5. Known Struct Types

Struct recovery is the process of reconstructing C struct layouts from pointer arithmetic patterns in decompiled code. When a function accesses *(param + 0x10) and *(param + 0x18), those fixed offsets suggest param points to a struct with fields at those positions.
Struct definitions recovered from earlier function analyses:
### Known Struct Types
struct http_request { // 48 bytes
    char *method;         // offset 0x0, 8 bytes
    char *uri;            // offset 0x8, 8 bytes
    char *headers;        // offset 0x10, 8 bytes
    int content_length;   // offset 0x18, 4 bytes
};
When the current function accesses a pointer at the same offsets, the LLM can reuse the existing struct definition instead of inventing a new one.

6. Binary Metadata

Architecture, format, and compiler information for the binary:
Binary: x86_64 ELF (GCC)
This influences calling conventions, name mangling expectations, and common library patterns. A MIPS binary compiled with a different toolchain will have different idioms than an x86_64 ELF.

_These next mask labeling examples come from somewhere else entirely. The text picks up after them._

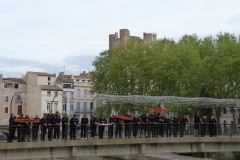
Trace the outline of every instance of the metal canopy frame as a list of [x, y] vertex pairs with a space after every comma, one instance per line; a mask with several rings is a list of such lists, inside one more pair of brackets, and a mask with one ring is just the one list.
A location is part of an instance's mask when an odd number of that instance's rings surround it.
[[[105, 95], [95, 97], [98, 103], [133, 104], [133, 105], [163, 105], [171, 107], [236, 107], [240, 108], [239, 99], [215, 99], [206, 97], [186, 98], [176, 96], [143, 96], [143, 95]], [[94, 99], [95, 99], [94, 98]]]

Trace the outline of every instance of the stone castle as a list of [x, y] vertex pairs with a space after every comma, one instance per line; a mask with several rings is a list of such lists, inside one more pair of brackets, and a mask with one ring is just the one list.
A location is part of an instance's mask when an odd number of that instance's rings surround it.
[[[119, 44], [125, 43], [128, 39], [141, 39], [140, 37], [130, 36], [130, 31], [128, 29], [120, 29], [120, 37], [118, 38], [118, 33], [109, 35], [109, 49], [116, 48]], [[143, 40], [146, 42], [154, 42], [157, 40], [157, 34], [155, 33], [143, 33]]]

How the Prompt Is Assembled

The Analyzer._build_prompt method concatenates these sections in order:
  1. Binary metadata (arch, format, compiler)
  2. Target function header (name, address, size)
  3. Normalized decompilation
  4. Referenced strings
  5. Called functions (callee snippets)
  6. Calling functions (caller snippets)
  7. Already-identified function list
  8. Known struct types with field layouts
Each section is conditionally included — if a function has no string references or no known callee snippets, those sections are omitted to save tokens.

Why This Matters

The difference between naive and context-enriched prompting is dramatic:
ApproachWhat the LLM sees for a calleeNaming accuracy
NaiveFUN_00401b50(param_1, param_2)Low — the model guesses based on structure alone
Kongparse_http_header(request_buffer, max_length)High — the model recognizes the calling pattern
Kong’s context windows turn a guessing game into a pattern-matching exercise. The LLM does not need to deduce what a function does from first principles — it recognizes the function’s role from its relationships, its strings, and the names of functions around it. This is also why call-graph ordering and semantic synthesis matter: each analyzed function enriches the context available to every function analyzed after it.